Mais avec les femmes enceintes, les prestataires peuvent hésiter à administrer des médicaments à base d’opiacés.
Selon une étude de l’Université Vanderbilt, les femmes enceintes sont 20% plus susceptibles de se voir refuser un traitement médicamenteux que les femmes non enceintes.
« Au début, j’avais tellement peur en tant que nouveau fournisseur de rédiger ma première ordonnance de thérapie assistée par médicaments pour les femmes enceintes », a déclaré le Dr Linda Thomas-Hemak du Wright Center for Community Health à Scranton, en Pennsylvanie.
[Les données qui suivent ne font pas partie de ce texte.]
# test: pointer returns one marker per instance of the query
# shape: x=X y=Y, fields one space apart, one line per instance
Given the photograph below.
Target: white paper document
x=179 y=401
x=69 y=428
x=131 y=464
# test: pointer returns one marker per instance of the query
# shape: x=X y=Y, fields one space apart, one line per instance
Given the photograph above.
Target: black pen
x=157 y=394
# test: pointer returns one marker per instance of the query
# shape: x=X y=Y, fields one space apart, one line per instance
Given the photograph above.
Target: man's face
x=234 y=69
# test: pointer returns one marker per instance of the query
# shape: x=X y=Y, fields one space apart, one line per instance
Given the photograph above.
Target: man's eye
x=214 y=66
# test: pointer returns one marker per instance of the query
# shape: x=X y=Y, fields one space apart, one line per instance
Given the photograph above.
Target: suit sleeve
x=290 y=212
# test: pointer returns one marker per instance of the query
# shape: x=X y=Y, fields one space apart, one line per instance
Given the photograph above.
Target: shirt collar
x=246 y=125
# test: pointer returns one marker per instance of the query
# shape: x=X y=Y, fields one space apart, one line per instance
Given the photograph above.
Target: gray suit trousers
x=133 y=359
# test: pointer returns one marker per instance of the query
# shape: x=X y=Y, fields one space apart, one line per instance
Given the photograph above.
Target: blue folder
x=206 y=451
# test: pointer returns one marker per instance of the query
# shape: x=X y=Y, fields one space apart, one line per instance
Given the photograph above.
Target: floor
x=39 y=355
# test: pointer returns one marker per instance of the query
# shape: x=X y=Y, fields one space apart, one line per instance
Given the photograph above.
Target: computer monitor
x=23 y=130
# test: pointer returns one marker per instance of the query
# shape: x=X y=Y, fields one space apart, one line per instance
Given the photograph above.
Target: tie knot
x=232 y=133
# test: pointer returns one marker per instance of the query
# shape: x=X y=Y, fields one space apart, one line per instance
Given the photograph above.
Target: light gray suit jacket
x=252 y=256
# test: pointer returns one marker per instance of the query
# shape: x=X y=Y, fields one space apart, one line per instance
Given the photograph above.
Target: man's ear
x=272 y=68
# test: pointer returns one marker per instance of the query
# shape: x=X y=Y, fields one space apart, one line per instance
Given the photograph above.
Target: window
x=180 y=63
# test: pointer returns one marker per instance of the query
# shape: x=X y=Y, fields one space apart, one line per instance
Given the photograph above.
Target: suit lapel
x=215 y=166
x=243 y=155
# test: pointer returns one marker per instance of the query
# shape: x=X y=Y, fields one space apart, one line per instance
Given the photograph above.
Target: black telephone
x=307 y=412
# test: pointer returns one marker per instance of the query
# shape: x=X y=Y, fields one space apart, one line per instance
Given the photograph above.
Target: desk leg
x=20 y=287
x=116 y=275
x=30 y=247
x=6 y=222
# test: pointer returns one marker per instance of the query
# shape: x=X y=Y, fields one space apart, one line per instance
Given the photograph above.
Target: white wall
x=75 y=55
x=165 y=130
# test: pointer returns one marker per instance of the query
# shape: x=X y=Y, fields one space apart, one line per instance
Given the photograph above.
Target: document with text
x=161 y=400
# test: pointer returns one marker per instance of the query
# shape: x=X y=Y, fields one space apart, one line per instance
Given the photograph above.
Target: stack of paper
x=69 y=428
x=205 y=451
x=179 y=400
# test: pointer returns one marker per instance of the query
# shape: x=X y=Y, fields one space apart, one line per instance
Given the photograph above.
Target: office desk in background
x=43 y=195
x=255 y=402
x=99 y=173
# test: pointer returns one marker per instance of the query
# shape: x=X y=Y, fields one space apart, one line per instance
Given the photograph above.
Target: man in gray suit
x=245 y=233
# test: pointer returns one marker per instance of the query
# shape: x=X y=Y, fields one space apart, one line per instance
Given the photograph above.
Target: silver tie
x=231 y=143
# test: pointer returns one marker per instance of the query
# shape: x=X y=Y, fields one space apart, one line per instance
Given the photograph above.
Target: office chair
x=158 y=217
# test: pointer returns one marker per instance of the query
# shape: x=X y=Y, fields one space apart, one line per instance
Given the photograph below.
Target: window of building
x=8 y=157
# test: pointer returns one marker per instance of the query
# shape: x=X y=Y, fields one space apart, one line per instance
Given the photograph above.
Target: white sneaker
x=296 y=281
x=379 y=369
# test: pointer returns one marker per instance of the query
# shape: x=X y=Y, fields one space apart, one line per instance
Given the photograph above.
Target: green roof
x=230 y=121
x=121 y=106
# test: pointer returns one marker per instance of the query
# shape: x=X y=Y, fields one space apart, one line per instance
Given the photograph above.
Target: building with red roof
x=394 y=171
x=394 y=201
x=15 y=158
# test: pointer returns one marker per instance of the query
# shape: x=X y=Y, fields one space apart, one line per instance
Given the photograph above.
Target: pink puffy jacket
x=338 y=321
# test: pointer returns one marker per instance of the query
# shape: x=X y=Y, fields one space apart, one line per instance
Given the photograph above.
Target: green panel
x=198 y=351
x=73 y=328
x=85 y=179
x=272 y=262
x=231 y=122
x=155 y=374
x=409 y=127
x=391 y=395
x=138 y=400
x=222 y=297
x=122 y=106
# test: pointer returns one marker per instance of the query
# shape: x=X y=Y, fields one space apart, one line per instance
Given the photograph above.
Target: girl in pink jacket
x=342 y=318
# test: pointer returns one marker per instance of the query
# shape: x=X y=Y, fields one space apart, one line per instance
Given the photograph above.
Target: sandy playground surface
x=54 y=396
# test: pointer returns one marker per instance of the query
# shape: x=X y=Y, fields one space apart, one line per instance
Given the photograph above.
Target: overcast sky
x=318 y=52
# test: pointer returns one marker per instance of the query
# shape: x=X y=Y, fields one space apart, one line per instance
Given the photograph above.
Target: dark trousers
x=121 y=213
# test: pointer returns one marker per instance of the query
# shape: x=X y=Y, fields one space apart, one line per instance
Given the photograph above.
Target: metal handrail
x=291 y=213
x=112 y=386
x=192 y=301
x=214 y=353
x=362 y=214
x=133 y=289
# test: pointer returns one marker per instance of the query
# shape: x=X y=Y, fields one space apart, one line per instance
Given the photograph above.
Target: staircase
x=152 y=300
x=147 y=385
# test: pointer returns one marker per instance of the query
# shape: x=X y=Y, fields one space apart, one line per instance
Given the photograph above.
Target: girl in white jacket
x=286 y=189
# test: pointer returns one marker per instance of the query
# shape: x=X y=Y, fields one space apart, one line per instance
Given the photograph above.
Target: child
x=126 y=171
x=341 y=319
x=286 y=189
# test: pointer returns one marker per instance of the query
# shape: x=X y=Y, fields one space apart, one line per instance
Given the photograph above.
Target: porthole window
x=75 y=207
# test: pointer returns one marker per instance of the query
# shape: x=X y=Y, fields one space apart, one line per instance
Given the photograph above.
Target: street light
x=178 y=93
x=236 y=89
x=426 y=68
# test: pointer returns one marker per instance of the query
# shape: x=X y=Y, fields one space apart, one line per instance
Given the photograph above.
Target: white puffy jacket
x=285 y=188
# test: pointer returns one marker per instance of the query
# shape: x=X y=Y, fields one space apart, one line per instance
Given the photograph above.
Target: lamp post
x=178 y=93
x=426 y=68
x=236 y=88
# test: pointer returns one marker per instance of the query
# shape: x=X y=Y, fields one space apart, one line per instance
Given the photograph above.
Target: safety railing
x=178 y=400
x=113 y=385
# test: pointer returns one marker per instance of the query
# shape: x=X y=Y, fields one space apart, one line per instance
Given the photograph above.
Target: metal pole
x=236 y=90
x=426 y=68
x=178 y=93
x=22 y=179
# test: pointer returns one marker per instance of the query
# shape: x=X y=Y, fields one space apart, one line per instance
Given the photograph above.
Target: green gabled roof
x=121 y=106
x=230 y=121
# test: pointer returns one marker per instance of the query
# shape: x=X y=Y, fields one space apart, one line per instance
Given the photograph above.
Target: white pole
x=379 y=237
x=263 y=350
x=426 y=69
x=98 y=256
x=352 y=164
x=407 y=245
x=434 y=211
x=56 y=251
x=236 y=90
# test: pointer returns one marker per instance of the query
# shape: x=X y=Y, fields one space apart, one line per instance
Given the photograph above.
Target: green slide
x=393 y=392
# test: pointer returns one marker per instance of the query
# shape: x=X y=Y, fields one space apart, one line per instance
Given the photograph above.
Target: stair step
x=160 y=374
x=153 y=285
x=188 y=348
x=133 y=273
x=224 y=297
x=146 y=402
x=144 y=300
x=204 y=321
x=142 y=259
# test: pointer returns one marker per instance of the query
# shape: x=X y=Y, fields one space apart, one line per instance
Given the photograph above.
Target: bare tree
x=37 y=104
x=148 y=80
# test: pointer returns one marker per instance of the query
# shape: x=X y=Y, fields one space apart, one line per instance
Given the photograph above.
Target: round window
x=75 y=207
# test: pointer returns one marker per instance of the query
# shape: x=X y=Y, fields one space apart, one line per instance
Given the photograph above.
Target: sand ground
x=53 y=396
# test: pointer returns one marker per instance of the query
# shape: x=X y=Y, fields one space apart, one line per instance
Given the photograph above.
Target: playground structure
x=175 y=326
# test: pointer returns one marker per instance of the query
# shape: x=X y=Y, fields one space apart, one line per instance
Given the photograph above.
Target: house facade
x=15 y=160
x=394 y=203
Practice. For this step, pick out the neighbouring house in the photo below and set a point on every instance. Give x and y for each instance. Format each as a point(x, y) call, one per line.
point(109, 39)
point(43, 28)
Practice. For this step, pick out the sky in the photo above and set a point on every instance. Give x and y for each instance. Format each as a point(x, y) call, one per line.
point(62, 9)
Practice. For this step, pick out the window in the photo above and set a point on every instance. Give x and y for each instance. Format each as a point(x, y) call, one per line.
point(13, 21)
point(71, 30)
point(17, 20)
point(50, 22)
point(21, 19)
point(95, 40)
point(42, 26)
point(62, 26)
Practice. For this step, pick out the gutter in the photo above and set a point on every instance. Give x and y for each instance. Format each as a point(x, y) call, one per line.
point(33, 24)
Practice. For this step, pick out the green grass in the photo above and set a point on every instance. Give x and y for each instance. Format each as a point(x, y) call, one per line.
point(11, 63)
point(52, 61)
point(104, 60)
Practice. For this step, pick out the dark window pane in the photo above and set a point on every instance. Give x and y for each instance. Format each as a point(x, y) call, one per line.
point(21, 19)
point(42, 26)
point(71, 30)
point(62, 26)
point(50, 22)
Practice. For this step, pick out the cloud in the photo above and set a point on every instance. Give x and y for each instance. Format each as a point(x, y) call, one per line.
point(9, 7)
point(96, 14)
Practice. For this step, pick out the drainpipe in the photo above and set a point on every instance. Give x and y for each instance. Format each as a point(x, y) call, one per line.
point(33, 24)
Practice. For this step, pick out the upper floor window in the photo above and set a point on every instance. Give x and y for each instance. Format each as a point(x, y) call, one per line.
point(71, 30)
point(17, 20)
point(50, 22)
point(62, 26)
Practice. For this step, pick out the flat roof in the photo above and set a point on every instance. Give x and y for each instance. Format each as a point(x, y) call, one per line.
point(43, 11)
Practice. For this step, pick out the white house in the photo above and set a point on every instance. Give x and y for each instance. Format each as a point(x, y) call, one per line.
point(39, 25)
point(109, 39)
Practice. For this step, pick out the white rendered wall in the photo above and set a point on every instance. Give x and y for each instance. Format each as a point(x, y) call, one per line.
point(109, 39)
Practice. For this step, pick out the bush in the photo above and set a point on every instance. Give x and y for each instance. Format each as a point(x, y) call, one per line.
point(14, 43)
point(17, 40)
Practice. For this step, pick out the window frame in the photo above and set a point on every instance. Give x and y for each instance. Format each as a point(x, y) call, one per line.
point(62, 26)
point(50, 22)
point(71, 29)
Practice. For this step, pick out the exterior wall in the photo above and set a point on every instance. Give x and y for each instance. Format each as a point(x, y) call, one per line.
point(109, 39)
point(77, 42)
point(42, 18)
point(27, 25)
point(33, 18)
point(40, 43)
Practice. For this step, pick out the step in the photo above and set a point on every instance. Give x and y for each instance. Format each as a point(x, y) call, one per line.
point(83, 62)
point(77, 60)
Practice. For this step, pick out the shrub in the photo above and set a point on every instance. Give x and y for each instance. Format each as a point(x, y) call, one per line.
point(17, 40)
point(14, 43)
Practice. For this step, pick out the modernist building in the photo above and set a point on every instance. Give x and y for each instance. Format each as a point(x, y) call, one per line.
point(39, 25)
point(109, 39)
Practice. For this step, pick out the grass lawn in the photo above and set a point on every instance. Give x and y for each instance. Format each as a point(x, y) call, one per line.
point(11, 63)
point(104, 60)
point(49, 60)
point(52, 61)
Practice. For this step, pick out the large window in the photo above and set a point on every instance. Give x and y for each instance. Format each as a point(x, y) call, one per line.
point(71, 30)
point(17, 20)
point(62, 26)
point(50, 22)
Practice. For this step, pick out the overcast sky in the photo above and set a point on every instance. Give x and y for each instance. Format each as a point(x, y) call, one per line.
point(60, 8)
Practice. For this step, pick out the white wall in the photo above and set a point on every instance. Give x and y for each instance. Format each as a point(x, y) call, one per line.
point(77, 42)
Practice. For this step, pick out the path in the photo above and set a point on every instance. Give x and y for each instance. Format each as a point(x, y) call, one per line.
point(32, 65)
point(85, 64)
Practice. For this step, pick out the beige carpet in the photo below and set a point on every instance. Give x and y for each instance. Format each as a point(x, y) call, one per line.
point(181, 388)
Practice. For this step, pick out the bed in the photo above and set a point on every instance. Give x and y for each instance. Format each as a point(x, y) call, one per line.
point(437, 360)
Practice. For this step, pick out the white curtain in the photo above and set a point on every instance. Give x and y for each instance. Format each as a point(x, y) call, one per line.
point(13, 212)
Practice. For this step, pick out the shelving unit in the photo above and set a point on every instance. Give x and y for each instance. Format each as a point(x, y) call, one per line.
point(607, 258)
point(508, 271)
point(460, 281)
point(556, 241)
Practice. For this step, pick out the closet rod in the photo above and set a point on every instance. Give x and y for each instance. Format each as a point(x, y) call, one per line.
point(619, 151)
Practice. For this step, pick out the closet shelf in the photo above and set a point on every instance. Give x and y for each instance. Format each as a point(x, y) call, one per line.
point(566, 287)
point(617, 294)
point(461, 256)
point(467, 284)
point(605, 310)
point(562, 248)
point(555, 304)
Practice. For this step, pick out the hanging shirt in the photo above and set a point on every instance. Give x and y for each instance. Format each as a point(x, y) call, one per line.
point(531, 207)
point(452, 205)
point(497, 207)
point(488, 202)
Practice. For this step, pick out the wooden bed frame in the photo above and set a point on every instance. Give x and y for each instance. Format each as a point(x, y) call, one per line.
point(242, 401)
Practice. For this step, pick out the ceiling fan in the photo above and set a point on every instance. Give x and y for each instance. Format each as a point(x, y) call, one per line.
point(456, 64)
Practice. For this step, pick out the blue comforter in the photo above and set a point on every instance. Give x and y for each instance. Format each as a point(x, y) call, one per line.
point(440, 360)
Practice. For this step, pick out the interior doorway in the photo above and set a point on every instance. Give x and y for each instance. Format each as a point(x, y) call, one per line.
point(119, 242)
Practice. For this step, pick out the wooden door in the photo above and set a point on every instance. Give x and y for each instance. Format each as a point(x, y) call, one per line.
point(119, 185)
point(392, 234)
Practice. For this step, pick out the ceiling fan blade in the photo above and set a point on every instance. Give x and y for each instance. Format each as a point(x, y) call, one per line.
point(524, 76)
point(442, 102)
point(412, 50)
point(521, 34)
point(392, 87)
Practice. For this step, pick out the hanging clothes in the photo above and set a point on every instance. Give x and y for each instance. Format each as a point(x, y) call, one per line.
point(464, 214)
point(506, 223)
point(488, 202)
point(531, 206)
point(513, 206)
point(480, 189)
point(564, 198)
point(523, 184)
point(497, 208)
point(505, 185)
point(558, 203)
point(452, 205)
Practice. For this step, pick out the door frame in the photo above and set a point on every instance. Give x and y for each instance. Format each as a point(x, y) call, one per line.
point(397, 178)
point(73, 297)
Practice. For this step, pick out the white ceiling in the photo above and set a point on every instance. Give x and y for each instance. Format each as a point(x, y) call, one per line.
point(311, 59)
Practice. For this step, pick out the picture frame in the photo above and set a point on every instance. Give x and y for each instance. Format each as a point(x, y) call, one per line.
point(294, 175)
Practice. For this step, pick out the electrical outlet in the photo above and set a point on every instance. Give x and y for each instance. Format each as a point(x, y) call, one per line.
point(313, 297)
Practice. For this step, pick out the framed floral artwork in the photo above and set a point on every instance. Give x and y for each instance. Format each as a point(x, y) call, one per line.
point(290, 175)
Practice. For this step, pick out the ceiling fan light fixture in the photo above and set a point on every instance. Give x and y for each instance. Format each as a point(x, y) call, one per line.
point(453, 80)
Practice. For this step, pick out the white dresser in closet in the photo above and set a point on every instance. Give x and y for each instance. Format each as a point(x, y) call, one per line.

Le centre de santé sert les personnes à faible revenu qui sont sous-assurées ou qui n’ont pas d’assurance, dont beaucoup luttent contre l’abus d’opioïdes.
« La Pennsylvanie a été particulièrement touchée par l’épidémie d’opiacés qui a vraiment tourmenté, terrifié et défié l’Amérique », a déclaré Hemak, spécialiste certifié des médicaments contre la toxicomanie.
Dans cet épisode du podcast, nous discutons avec le Dr Hemak de la question de savoir si la thérapie assistée par médicaments est sans danger pour les nouvelles mères et les femmes enceintes et comment le Wright Center aide les femmes à surmonter leur dépendance aux opioïdes pendant la grossesse.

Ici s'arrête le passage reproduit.